I also drink a lot of rooibos/honeybush tea, particularly on an evening. Sometimes they’re the best dessert replacements, too. White teas are a staple in summer — their lightness and delicate nature is something I can always appreciate on a hot day.

I’m still warming up to green teas and oolongs. I don’t think they’ll ever be my favourites, with a few rare exceptions, but I don’t hate them anymore. My experience of these teas is still very much a work-in-progress. I’m also beginning to explore pu’erh, both ripened and raw. That’s my latest challenge!

I’m still searching for the perfect fruit tea. One without hibiscus. That actually tastes of fruit.

You’ve probably had enough of me now, so I’m going to shut up. Needless to say, though, I really love tea. Long may the journey continue!

My rating system:

91-100: The Holy Grail. Flawless teas I will never forget.

81-90: Outstanding. Pretty much perfection, and happiness in a cup.

71-80: Amazing. A tea to savour, and one I’ll keep coming back to.

61-70: Very good. The majority of things are as they should be. A pleasing cup.
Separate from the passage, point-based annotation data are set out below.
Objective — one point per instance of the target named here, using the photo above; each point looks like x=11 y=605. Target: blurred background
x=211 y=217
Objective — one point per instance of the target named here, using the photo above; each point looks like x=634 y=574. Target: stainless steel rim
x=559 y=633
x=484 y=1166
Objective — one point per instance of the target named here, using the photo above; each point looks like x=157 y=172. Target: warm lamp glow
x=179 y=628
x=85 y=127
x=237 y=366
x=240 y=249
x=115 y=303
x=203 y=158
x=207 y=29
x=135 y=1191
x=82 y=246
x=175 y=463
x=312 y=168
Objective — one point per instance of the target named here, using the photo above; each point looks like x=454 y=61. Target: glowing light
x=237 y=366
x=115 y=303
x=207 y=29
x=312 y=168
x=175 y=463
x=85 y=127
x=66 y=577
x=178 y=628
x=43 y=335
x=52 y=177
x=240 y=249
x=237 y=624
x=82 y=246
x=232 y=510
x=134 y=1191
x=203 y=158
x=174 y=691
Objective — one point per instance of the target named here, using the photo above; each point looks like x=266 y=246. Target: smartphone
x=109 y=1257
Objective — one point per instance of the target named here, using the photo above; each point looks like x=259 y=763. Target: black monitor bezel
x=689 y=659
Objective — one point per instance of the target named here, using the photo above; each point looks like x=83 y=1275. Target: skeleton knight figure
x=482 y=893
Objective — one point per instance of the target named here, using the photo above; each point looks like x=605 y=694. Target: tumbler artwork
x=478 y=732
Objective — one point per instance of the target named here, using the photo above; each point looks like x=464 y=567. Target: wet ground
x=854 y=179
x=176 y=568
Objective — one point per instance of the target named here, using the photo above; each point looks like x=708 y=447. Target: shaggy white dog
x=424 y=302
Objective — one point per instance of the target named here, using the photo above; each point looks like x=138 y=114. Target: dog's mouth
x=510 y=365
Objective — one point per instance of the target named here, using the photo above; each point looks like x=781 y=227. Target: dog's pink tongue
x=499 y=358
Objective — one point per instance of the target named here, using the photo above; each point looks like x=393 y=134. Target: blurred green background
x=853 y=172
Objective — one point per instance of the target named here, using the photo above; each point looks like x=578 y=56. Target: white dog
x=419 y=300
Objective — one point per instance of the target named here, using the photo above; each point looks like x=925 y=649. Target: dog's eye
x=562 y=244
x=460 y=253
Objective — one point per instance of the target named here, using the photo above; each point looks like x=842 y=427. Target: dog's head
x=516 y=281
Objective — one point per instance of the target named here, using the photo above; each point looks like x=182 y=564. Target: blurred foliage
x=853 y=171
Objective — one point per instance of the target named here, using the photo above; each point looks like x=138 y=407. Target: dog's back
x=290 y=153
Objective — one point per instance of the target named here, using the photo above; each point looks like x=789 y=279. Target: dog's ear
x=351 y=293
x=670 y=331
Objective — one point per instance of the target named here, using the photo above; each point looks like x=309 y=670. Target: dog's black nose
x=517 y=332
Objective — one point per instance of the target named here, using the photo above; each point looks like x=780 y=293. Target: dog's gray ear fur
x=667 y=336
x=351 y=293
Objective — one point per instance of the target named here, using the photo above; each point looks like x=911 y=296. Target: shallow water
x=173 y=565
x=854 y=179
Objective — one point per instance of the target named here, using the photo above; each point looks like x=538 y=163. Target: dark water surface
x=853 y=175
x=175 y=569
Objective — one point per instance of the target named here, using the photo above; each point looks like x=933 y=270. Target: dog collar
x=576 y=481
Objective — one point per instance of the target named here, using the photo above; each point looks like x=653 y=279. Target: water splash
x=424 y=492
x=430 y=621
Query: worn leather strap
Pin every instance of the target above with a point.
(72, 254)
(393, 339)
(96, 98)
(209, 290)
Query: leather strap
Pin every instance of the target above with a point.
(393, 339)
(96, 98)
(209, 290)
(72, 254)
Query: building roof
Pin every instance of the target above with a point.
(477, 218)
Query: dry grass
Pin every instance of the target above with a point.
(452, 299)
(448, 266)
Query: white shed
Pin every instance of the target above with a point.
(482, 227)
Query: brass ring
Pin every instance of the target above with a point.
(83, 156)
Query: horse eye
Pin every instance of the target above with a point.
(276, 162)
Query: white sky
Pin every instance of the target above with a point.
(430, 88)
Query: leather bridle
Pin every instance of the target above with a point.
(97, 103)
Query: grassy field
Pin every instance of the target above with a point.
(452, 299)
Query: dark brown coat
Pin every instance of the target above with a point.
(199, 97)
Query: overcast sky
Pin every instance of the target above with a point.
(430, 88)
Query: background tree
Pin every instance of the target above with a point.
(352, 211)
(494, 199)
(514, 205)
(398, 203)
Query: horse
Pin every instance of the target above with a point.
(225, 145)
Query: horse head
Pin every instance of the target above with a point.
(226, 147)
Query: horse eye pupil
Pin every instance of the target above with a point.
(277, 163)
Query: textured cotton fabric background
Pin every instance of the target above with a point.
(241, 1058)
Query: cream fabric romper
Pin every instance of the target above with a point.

51-60: Good. Not outstanding, but has merit.

41-50: Average. It’s not horrible, but I’ve definitely had better. There’s probably still something about it I’m not keen on.

31-40: Almost enjoyable, but something about it is not for me.

11-30: Pretty bad. It probably makes me screw my face up when I take a sip, but it’s not completely undrinkable.

0-10: Ugh. No. Never again. To me, undrinkable.